Настоящий, спокойный, размеренный, и, по-настоящему добрый, мужик…
– Да что там рассказывать, Зоя… Рассказывать-то и нечего… Не знаю я про них ничего…
– Да как же такое может быть-то?
– А как… – Хмыкнул Петр. – Я 22 июня как услышал, что немец напал, так собрал котомку, и пошел в военкомат добровольцем…
– А семья?
– А что семья, Зоя?.. Мы же с тобой, как оказывается, почти земляки… Ты из самого Киева, а я из Княжичей… Знаешь такую деревню?
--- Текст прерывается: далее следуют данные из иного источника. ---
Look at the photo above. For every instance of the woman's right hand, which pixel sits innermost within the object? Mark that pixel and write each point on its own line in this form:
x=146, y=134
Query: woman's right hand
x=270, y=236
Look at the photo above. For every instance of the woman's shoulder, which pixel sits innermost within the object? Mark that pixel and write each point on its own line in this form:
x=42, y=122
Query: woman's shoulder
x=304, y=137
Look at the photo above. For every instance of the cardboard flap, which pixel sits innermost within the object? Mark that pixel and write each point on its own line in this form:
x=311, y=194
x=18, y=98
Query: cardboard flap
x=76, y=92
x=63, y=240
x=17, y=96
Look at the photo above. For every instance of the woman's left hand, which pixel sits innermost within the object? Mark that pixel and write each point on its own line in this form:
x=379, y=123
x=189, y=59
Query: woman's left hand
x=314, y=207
Под Броварами она, километров пять…
– Княжичи? – Удивилась Зоя. – Бровары знаю – это километров 15-20 от Киева… А вот Княжичи… Честно говоря, даже и не слышала, Петя…
– Да и не важно это… – Отмахнулся Петр. – Так вот я, и еще мужики, из деревни в Киев на заработки ездили… Я ж плотник, Зоя… И хороший плотник…
В такие моменты сержант Якушин всегда «загорался»!.. Было видно, что этот человечище на самом деле любил свое, такое нужное людям дело:
– В наших Княжичах из новых домов, почитай все моими руками срублены!.. От самого основания, и под крышу!.. Вот… Так вот тогда, в июне 41-го, мы с нашими сельскими плотниками в Киеве работали… Ну, а как узнали, что война, я домой смотался, со своими попрощаться, взял вещички кое-какие, да и в областной военкомат…
– Как же тебя в инженерную роту-то не определили, с таким-то талантом, Петя? – Улыбнулась Морозова.
– Да-а… Один там был… Все вперед рвался… Народ в очереди стоит, ждет своего часа, чтобы в армию оформиться, а этот… Молодой еще совсем, а такой, знаешь, ушлый проныра… Мне, говорит, на фронт нужнее всего! Я, мол, спортсмен, Мастер Спорта СССР, расступись толпа, я иду!.. – Ухмыльнулся своим воспоминаниям Якушин. – Проталкиваться начал… Ну, я его и успокоил немного…
– В морду дал, что ли? – Заулыбалась Зоя.
– А что? Смотреть, как оно, малое, поперек батьки в пекло лезет?.. «Приголубил» немного… И на соседнюю лавочку отдохнуть отнес…
– И что?
– А он чемпионом Украины по боксу оказался…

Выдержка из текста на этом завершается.